In the spring of 1969, as protests against the war escalated in the United States, U.S. troop strength in the war-torn country reached its peak at nearly 550,000 men. Richard Nixon, the new U.S. president, began U.S. troop withdrawal and "Vietnamization" of the war effort that year, but he intensified bombing. Large U.S. troop withdrawals continued in the early 1970s as President Nixon expanded air and ground operations into Cambodia and Laos in attempts to block enemy supply routes along Vietnam's borders. This expansion of the war, which accomplished few positive results, led to new waves of protests in the United States and elsewhere.

Finally, in January 1973, representatives of the United States, North and South Vietnam, and the Vietcong signed a peace agreement in Paris, ending the direct U.S. military involvement in the Vietnam War. Its key provisions included a cease-fire throughout Vietnam, the withdrawal of U.S. forces, the release of prisoners of war, and the reunification of North and South Vietnam through peaceful means.
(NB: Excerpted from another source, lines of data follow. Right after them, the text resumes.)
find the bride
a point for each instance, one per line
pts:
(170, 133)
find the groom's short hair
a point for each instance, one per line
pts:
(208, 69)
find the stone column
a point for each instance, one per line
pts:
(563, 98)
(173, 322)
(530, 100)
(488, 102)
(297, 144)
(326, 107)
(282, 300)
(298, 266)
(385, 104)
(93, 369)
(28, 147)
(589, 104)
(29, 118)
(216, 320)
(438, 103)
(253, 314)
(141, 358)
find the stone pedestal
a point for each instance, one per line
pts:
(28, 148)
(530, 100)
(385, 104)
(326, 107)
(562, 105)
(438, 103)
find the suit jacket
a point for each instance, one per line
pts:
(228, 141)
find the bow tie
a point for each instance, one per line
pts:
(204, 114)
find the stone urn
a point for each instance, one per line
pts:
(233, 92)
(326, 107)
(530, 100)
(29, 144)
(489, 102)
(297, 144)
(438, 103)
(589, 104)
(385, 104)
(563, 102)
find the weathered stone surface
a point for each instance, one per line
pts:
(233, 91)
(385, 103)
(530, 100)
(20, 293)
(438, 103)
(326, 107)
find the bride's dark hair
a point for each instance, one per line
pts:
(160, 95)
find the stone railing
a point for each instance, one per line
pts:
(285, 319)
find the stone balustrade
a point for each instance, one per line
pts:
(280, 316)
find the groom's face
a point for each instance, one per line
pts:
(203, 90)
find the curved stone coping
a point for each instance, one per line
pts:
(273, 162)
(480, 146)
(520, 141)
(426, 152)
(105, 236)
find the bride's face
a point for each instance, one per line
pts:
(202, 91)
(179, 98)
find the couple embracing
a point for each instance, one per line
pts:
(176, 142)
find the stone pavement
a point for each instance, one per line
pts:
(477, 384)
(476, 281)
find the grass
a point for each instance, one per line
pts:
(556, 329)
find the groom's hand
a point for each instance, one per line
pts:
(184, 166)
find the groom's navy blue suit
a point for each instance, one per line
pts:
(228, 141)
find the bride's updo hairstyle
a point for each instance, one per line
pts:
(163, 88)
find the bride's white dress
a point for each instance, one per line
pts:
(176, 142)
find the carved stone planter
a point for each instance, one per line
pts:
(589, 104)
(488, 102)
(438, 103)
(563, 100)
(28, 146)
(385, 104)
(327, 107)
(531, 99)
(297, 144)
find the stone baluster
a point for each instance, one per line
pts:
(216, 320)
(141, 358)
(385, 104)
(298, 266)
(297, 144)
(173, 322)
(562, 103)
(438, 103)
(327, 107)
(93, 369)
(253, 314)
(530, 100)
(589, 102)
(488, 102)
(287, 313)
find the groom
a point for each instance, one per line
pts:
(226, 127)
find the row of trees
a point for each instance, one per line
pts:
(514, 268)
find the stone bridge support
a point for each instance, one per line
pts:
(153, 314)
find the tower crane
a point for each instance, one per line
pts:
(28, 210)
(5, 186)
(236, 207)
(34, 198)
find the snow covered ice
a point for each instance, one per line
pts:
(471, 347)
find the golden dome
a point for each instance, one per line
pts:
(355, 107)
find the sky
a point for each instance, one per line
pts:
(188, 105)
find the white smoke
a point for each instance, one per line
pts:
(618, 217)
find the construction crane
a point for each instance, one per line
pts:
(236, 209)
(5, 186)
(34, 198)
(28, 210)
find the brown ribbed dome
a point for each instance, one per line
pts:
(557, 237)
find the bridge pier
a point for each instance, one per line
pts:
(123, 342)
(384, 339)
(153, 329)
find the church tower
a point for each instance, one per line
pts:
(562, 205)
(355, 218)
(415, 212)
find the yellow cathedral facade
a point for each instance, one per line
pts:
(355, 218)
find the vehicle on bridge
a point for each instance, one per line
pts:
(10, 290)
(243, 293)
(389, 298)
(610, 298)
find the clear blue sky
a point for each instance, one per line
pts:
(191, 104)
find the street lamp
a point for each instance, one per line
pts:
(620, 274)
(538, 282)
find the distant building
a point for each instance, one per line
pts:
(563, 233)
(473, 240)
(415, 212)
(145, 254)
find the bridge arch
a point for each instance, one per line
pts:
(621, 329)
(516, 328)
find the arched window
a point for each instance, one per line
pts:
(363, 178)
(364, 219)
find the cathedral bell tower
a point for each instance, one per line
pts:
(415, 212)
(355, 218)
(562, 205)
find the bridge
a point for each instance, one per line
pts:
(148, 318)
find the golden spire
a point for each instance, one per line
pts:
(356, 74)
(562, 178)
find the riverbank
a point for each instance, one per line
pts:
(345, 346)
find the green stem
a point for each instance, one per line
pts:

The South Vietnamese government was to remain in place until new elections were held, and North Vietnamese forces in the South were not to advance further nor be reinforced.

In reality, however, the agreement was little more than a face-saving gesture by the U.S. government. Even before the last American troops departed on March 29, the communists violated the cease-fire, and by early 1974 full-scale war had resumed. At the end of 1974, South Vietnamese authorities reported that 80,000 of their soldiers and civilians had been killed in fighting during the year, making it the most costly of the Vietnam War.

On April 30, 1975, the last few Americans still in South Vietnam were airlifted out of the country as Saigon fell to communist forces. North Vietnamese Colonel Bui Tin, accepting the surrender of South Vietnam later in the day, remarked, "You have nothing to fear; between Vietnamese there are no victors and no vanquished. Only the Americans have been defeated." The Vietnam War was the longest and most unpopular foreign war in U.S. history and cost 58,000 American lives. As many as two million Vietnamese soldiers and civilians were killed.